After the recent summer heatwave, cooler September temperatures are a godsend for carp anglers. Here, Simon Crow shares his top tips for early autumn tactics including watercraft, rigs and bait.
How to succeed in September
Autumn is one of the best times for catching big carp. Perhaps not quite as good as spring, but certainly the next in line. It’s a time when the carp begin to group up. They start to get agitated and competitive amongst themselves. They know winter is on the way and they head towards the areas they know they’ll find food.
The need for plumbing and searching out the hot spots becomes more obvious in September than at any other time of the year. Generally, results can be a bit hit and miss coming out of summer because the fish will have been bombarded with baited rigs in the preceding months. But, if you track down the spots they visit regularly, you can certainly sneak out a few good fish.
A well-planned pre-baiting campaign will help overcome any shyness built-up by the carp, but a good plumb around now will uncover all sorts of new clear areas, especially those which have been covered by weed throughout the summer. These may only be a few feet across. One of the best ways of uncovering them is with a boat and some sort of looking glass, but not all venues allow anglers to do this so it may be necessary to have a good cast around.
I use two rods to do this thoroughly – the first armed with a simple marker float set up, and the second loaded with a baited rig. I’ll cast the marker out to the area I want to check, and then follow it with the rigged rod, taking note of anything I bring back on the hook. I’ll cast all around the marker, giving the rig plenty of time to settle on the bottom, before retrieving it and moving my attention to another area. I will take note of anywhere clean, especially spots which are several inches deeper than the surrounding area, or where the lead comes back caked in clay.
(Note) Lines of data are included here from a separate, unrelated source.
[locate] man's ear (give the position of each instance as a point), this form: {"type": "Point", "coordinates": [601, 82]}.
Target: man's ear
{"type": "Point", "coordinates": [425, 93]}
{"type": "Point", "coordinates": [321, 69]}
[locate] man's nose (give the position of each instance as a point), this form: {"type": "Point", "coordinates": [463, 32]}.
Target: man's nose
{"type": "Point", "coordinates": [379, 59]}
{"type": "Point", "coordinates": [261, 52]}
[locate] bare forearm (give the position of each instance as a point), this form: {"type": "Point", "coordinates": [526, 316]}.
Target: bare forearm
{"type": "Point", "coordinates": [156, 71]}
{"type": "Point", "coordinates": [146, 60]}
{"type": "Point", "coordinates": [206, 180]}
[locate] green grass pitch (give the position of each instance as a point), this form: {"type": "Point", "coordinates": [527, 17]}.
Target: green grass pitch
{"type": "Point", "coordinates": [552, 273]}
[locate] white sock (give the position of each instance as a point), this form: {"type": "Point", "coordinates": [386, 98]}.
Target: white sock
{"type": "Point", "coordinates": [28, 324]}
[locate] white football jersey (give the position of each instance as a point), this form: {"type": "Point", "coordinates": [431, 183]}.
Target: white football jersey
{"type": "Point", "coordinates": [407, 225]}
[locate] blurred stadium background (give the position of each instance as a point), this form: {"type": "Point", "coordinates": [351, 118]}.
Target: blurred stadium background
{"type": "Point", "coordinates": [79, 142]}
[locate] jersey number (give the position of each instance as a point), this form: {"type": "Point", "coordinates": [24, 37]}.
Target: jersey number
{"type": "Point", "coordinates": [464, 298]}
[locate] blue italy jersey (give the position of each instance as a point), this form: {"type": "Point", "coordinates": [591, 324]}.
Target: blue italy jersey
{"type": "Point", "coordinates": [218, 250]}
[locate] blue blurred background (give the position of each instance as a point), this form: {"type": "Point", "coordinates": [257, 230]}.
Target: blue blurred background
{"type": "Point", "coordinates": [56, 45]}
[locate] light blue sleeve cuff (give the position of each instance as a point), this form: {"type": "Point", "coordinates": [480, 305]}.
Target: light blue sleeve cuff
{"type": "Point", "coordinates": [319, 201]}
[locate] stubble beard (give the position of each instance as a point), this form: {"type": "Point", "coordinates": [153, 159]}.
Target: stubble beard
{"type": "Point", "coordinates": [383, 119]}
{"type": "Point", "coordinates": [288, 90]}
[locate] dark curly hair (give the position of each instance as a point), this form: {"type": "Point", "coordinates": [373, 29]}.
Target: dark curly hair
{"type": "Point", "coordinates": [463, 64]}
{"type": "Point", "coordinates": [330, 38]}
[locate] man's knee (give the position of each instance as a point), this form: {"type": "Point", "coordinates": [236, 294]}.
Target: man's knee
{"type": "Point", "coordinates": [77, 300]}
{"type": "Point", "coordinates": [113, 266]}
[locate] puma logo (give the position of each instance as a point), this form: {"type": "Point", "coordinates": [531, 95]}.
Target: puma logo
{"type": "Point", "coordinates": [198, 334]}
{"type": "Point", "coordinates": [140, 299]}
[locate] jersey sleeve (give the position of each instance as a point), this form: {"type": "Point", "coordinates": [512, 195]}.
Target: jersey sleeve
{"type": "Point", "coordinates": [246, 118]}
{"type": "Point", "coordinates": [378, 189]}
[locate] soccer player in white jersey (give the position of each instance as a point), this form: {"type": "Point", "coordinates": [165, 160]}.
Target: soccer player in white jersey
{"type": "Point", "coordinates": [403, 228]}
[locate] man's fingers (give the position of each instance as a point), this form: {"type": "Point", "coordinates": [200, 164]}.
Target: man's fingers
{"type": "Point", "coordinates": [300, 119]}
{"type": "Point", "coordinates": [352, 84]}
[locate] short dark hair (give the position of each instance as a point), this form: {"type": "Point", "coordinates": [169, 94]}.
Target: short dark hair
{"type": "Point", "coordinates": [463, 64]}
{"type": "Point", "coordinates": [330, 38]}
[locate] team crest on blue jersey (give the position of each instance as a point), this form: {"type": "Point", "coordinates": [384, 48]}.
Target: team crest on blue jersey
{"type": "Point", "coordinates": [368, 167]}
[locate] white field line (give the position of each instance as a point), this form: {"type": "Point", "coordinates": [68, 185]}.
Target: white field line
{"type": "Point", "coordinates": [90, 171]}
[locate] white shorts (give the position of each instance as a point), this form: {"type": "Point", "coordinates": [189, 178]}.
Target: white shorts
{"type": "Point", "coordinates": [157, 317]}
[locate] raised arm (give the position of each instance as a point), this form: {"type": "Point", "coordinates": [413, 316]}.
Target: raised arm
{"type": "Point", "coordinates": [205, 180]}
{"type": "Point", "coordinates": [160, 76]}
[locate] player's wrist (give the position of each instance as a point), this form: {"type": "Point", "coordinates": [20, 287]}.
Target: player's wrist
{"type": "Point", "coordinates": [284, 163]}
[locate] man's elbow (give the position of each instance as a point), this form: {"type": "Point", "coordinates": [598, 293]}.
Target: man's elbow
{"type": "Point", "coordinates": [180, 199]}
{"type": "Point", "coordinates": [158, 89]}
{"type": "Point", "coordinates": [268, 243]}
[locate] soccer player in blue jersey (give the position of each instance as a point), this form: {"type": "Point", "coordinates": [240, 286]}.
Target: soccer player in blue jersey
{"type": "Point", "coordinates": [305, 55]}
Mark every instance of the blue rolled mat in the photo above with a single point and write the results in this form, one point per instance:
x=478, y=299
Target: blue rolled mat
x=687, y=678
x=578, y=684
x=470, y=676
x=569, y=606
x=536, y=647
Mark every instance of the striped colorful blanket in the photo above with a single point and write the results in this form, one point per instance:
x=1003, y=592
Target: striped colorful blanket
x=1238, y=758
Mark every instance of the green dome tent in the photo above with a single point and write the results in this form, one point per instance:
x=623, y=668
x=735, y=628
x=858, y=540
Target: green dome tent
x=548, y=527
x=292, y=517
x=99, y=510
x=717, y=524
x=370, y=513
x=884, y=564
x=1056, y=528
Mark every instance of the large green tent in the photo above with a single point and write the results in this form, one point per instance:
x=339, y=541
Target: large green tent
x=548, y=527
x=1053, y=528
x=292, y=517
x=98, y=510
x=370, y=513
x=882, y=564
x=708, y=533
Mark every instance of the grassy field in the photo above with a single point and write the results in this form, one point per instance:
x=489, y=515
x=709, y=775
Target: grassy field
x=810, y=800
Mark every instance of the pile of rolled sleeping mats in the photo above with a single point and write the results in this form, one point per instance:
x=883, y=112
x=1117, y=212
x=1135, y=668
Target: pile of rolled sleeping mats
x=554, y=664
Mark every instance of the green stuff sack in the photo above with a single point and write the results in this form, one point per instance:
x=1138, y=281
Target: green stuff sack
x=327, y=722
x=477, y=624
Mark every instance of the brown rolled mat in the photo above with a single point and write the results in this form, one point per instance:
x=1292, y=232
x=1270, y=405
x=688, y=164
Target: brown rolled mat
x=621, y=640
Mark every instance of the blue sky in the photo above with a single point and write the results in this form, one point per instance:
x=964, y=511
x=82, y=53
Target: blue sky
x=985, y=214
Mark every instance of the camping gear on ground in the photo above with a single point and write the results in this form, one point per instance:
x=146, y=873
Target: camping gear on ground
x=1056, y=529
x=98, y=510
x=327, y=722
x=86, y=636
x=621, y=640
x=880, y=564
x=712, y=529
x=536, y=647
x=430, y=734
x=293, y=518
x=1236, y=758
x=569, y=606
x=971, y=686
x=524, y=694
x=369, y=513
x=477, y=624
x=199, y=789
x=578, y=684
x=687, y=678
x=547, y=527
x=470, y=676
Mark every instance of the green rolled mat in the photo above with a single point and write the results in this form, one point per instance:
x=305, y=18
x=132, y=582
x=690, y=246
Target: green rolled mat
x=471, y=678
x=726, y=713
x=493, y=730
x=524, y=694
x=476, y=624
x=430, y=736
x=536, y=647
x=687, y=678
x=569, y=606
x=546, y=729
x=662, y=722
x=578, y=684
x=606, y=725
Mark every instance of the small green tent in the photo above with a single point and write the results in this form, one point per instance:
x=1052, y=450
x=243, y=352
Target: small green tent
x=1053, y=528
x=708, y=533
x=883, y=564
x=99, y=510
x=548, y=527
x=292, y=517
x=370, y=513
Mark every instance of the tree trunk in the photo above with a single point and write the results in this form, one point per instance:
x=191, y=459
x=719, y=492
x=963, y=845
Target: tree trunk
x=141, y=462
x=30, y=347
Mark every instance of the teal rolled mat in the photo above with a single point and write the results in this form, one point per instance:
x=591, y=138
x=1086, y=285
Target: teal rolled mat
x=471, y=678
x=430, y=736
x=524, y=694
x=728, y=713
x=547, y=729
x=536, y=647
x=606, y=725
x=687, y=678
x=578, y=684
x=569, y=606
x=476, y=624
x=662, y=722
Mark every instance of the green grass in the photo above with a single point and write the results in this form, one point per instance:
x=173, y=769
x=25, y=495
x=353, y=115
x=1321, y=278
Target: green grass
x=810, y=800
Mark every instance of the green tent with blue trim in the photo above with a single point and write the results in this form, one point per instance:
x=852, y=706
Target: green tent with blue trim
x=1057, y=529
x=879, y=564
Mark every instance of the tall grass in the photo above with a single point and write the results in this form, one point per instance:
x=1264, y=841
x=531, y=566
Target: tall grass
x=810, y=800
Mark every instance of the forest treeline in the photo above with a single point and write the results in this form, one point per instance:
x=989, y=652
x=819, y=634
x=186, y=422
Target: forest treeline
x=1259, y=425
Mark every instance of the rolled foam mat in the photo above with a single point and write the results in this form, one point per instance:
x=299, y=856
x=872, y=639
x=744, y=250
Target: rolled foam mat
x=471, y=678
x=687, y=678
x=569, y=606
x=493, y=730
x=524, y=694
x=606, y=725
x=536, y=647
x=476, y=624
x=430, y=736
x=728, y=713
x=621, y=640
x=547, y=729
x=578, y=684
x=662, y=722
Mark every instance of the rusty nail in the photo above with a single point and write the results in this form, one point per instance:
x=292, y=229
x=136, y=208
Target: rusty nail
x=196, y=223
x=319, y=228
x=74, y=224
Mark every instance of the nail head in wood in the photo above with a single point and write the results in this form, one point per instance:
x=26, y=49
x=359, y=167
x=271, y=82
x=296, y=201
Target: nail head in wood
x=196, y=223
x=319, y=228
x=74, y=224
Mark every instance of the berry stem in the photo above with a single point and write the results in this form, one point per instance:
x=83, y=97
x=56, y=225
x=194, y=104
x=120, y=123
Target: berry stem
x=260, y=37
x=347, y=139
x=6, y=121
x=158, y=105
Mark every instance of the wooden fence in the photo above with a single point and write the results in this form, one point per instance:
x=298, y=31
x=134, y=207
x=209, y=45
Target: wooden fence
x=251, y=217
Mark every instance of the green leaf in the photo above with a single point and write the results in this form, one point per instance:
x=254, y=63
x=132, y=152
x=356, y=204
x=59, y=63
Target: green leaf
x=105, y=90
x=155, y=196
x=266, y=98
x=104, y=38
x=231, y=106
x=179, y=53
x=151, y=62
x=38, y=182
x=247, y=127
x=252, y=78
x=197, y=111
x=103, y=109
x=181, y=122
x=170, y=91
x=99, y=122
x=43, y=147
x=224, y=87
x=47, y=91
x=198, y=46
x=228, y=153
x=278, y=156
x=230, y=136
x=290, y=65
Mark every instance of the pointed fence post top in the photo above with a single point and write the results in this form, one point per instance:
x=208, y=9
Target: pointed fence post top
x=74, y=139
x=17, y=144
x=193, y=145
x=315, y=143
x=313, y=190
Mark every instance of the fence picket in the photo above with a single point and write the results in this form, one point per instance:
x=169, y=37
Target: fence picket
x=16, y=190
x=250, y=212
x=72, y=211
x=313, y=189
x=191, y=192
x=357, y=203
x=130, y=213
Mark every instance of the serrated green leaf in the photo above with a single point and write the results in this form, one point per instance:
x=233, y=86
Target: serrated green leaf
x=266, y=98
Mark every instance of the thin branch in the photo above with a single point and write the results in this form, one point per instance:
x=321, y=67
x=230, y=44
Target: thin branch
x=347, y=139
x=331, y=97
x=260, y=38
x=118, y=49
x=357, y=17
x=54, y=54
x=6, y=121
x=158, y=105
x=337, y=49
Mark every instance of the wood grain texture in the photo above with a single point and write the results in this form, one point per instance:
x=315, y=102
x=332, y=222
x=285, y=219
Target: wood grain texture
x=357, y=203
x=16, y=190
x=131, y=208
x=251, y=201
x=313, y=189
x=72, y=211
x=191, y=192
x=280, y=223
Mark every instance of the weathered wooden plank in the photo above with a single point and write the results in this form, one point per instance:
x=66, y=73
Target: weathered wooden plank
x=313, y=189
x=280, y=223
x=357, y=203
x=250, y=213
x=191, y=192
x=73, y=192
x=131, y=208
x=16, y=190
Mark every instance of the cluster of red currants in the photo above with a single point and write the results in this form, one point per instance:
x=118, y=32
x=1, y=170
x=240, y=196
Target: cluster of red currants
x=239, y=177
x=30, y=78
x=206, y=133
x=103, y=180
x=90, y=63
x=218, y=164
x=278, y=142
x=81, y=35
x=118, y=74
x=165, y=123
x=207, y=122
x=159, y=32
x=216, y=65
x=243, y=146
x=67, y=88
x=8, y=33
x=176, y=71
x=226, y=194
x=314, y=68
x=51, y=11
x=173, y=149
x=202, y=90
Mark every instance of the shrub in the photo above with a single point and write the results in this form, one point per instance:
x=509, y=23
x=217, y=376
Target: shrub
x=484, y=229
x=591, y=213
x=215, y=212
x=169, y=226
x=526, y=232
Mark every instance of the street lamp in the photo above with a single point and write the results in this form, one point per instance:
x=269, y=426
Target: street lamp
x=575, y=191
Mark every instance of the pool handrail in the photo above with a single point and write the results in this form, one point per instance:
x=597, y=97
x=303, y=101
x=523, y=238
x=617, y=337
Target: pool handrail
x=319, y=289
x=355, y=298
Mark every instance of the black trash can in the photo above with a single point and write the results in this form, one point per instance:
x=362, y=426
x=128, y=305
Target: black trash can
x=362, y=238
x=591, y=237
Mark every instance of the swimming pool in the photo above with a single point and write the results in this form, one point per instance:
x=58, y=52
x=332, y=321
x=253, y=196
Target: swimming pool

September brings a lot of fallen leaves which can cause problems with your presentation. Even when fishing over my pre-bait I generally switch to pop-ups at this time of the year, not wishing to risk having my hookbait hidden underneath an obstruction. Presenting bait an inch or so off the bottom is ideal, usually critically balanced, but occasionally over-shotted, especially if I’m in shallow water and there’s a strong wind.
Generally I shorten my hooklinks for pop-ups, usually down to 6-8 inches. I think carp, especially pressured ones, tend to approach pop-ups by placing their mouth right over the top of the bait rather than hoovering up. A shorter link gives them less margin for error here, especially when combined with a heavy lead of 3-4oz.
Half a dozen or so freebies on a stringer alongside the hookbait would be my first line of attack in September, perhaps with a light coating of pellet just to increase the attraction. I always find mimicking nature is the best option, which is why I like to keep everything as tight as possible (similar to how the fish would find bloodworm beds). Early autumn hot spots tend to be quite isolated, so there’s no need for heavy or broad scatterings of bait just yet.
If you’ve been targeting a venue with the same bait throughout the season, you may have lost a bit of faith with it during August as the catches dropped off. That’s the nature of carp fishing, but have confidence in your efforts because now’s the time that they will really come through. The carp will recognise established bait now, more than any other time of the year.
Stick with it
Last year I’d been piling bait into my target venue since April, and despite having a rough couple of weeks fishing in August, things picked up in September. It was hard listening to the advice of angling friends that my target prey wasn’t on my pre-bait, but catching new fish boosted my confidence and proved that sticking with it was the right choice. I went on to land the one I most wanted – at a healthy 38lb!
September is a brilliant month to go carp fishing. You might experience a few blanks along the way as it’s very much a transition period between summer and autumn. However, stick with it and believe in what you’re doing. The results are there for the taking if you put in the graft. It‘s the start of one of my favourite periods of the year, when the fish are beautifully coloured and the big ‘uns love to have a feed.